Marvel NOW! has gifted X-Force with a new identity. Gone is the ruthless kill squad and instead we have ourselves some sort of… team forming. Imagine that. Nevertheless, Psylocke doesn’t even want to be in a team, Storm is sort of just there and Puck is cranky. We have ourselves the building of an interesting dynamic, but it’s not too early to question, is it good?
Uncanny X-Force Vol. 2 #3 (Marvel Comics)
This series is having a bit of an identity crisis in its third issue. Issue #1 established character motives and a detective story. Issue #2 revealed the macguffin and here we have the characters chasing said macguffin. And then writer Sam Humphries dropped a psychotic Hulk-like Bishop into our laps with no rhyme or reason. Sure he’ll probably join the team eventually, but it’s a bit of a cheat considering he’s a wild animal and nothing more.

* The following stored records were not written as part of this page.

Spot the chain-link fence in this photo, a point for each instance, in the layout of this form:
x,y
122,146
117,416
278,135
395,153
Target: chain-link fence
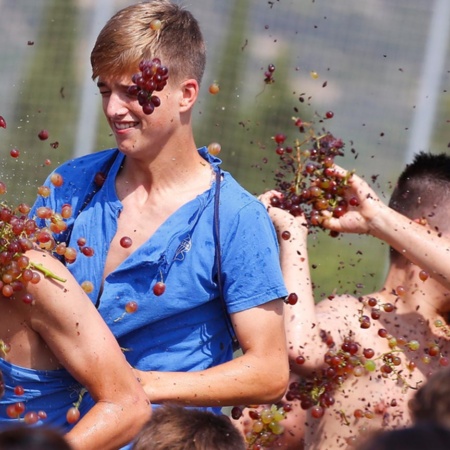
x,y
382,67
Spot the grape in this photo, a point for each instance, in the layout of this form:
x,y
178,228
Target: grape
x,y
19,390
87,286
265,427
268,74
56,179
131,307
73,415
152,77
214,148
155,25
291,299
43,135
423,275
159,288
31,418
214,88
126,242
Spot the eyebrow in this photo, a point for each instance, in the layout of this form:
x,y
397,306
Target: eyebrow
x,y
101,84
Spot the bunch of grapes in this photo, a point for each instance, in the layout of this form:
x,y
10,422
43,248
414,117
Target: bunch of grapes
x,y
20,233
316,392
306,176
152,77
265,427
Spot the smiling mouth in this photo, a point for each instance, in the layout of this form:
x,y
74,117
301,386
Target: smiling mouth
x,y
124,126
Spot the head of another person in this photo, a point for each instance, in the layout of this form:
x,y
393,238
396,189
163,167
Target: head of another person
x,y
177,428
23,437
432,401
128,38
424,436
422,192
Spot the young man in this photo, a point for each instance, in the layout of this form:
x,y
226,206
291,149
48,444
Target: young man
x,y
411,310
53,348
173,427
160,192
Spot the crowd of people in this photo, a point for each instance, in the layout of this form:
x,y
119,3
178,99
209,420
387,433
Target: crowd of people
x,y
206,266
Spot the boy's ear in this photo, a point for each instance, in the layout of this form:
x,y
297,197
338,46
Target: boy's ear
x,y
189,90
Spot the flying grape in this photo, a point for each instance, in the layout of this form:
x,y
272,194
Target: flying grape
x,y
152,77
306,176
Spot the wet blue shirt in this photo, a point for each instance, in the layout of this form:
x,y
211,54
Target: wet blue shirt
x,y
51,391
185,329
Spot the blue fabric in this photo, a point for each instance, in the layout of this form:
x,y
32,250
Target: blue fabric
x,y
185,329
53,391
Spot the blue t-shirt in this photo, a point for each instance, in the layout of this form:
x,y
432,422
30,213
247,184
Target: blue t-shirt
x,y
186,328
50,391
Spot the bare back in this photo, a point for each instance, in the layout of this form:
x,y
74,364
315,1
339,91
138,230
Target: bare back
x,y
373,400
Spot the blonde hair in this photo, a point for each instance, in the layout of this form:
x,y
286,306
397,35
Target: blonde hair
x,y
127,39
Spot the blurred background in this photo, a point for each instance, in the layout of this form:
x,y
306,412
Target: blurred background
x,y
382,67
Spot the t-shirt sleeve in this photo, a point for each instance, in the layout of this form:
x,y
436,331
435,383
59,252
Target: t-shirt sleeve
x,y
250,260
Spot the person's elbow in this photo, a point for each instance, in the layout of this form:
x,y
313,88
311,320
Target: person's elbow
x,y
276,383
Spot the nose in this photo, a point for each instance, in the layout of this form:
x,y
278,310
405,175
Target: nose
x,y
114,105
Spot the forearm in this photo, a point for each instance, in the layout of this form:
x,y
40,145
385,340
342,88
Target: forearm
x,y
302,329
248,379
109,425
421,245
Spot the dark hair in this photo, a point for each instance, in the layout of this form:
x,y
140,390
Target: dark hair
x,y
23,437
422,192
432,400
177,428
424,436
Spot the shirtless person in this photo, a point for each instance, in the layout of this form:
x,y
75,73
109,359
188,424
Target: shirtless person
x,y
416,226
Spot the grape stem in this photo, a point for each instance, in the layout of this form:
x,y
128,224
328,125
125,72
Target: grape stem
x,y
47,273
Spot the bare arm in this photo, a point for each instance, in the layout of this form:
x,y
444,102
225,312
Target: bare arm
x,y
301,322
420,244
69,324
260,375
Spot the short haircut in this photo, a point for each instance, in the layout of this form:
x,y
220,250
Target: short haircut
x,y
177,428
432,400
427,435
127,39
422,192
19,437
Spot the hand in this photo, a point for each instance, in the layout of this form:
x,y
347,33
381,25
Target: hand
x,y
282,219
364,206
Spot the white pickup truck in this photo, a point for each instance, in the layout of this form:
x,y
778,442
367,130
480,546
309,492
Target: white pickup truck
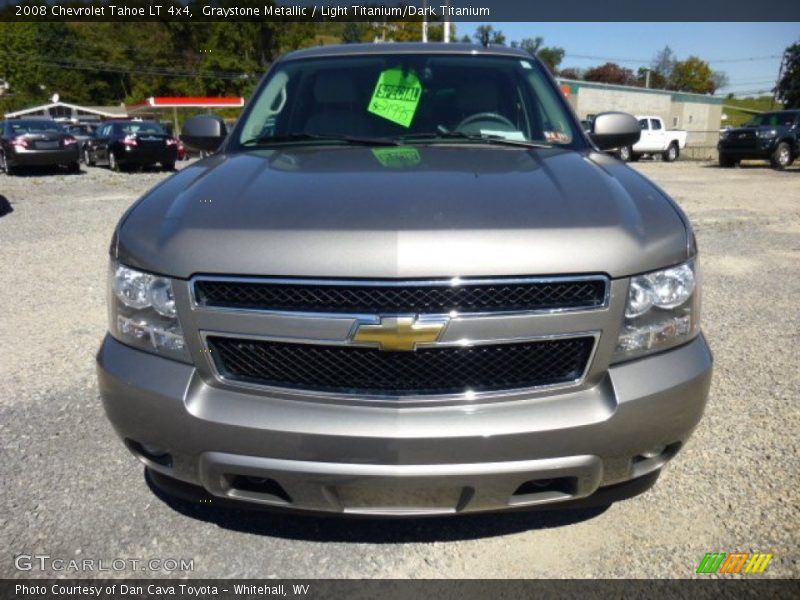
x,y
655,139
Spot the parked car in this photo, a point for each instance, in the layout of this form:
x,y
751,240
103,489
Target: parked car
x,y
406,283
772,136
120,144
656,140
36,142
82,132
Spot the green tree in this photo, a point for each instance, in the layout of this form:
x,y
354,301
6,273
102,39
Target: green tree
x,y
570,73
788,88
551,57
693,75
661,67
610,73
657,80
486,34
351,33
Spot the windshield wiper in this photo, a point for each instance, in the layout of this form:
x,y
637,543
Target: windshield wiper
x,y
303,136
487,138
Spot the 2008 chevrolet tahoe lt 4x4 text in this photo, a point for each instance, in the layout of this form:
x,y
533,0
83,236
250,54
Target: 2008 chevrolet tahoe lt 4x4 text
x,y
407,283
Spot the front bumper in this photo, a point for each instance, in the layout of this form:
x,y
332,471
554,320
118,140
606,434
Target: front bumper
x,y
43,158
759,149
147,156
321,456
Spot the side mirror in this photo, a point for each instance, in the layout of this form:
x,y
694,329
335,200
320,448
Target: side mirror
x,y
614,130
204,132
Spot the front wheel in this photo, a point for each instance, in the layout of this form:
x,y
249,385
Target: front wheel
x,y
782,157
671,153
4,168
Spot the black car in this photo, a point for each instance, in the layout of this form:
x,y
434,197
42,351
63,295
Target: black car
x,y
141,143
36,142
772,136
83,132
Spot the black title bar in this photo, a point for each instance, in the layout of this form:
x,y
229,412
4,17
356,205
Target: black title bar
x,y
365,10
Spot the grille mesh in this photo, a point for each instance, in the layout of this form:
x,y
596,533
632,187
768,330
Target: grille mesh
x,y
418,299
425,371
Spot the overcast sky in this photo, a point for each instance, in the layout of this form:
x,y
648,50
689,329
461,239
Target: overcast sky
x,y
749,53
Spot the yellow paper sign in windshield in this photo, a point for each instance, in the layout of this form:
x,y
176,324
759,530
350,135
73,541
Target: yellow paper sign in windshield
x,y
396,96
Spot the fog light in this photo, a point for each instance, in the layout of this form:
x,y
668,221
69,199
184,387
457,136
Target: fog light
x,y
153,450
654,453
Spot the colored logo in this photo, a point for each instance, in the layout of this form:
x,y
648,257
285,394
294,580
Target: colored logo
x,y
400,333
736,562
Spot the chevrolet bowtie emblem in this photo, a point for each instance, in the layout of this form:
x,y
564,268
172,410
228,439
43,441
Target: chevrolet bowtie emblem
x,y
400,333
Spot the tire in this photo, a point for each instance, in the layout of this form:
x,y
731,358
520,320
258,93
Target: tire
x,y
782,157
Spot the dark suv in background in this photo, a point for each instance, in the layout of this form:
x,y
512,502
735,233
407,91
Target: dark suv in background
x,y
769,136
36,142
124,143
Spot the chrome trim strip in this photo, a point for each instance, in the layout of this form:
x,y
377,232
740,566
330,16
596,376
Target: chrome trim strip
x,y
453,281
467,396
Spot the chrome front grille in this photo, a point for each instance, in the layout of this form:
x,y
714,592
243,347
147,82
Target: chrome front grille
x,y
427,371
305,337
410,296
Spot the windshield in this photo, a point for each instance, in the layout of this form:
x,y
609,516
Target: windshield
x,y
23,127
143,127
771,120
408,98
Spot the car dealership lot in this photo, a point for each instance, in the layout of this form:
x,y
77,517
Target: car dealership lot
x,y
71,490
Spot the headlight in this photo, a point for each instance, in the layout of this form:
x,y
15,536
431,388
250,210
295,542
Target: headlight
x,y
142,312
662,311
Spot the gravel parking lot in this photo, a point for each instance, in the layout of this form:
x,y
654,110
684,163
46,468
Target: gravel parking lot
x,y
70,489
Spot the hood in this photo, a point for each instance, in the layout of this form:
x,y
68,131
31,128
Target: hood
x,y
404,212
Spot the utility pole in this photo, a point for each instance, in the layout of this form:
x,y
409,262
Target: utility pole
x,y
781,69
446,31
425,21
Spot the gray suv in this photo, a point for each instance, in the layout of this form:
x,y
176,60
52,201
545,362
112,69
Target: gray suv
x,y
406,283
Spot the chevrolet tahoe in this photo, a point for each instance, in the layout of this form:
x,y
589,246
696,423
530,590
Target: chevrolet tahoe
x,y
406,282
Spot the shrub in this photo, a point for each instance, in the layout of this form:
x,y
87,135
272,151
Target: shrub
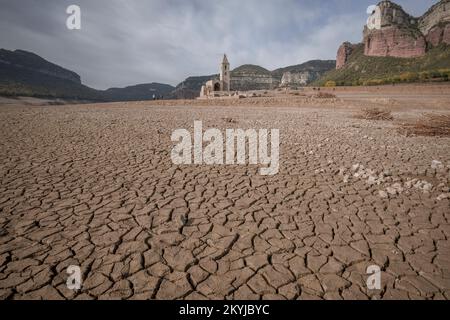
x,y
375,114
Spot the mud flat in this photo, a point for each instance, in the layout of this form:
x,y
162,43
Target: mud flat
x,y
94,186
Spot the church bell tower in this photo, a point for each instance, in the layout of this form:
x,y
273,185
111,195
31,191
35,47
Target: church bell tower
x,y
225,74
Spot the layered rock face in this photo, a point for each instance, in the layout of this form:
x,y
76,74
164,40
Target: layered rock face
x,y
245,82
298,78
400,35
395,42
24,61
344,51
437,14
439,34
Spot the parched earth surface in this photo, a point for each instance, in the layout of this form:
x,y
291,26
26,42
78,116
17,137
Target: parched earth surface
x,y
94,186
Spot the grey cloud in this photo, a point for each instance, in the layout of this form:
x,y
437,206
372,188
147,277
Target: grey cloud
x,y
136,41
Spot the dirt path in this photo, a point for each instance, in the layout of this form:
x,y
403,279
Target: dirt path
x,y
94,186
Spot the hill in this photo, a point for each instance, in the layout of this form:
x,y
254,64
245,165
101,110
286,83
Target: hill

Good dialogue keeps things relatively afloat.
Anyone looking for more Fantomex and his clone sister should look elsewhere. Not only does he only get two pages, his story doesn’t add up to much, and it’s starting to get frustrating as we wait for something to happen. I’d blame the 20 pages comics get these days, but some poor use of space and time in this issue negates that.
Which is partly the problem here. The pacing is slow and spends too much time establishing what we already know.
Why did they take over this plane? No idea. They don’t tell us.
Vampire/Hulk Bishop is ANGGGRRYYY!
Sure it’s nitpicking, but the book opens with Psylocke’s arm broken or at the very least unusable. She throws a splint on it and then not 5 minutes later is wielding a samurai sword with both arms. Huh? There’s also no explanation for why Fantomex has commandeered a plane. Oh well, I guess it doesn’t matter. It’s just cool to see him doing bad things… said nobody ever.
Ron Garney continues to do strong work here, although I get the impression he’s starting to get strapped for time. A lot more empty space rears its head with unfinished looking panels here and there. That said the psychedelic mind stuff at the end is super cool.
This is what it’s like in Bishop’s mind. I guess he’s tripping.
- Great dialogue
- Strong team dynamics
- Skip to the end please
- Some shoddy panels
What we have here is a plot that needs to speed up or give us more in the character department. If neither of these are met then most will feel like it wasn’t worth the trip. The setup and character dynamics are all there for a great series but it seems Humphries wants this story to play out at a slow enough pace to pad out the series.
Is It Good?
Yes. It’s worth a look at least but have some reservations.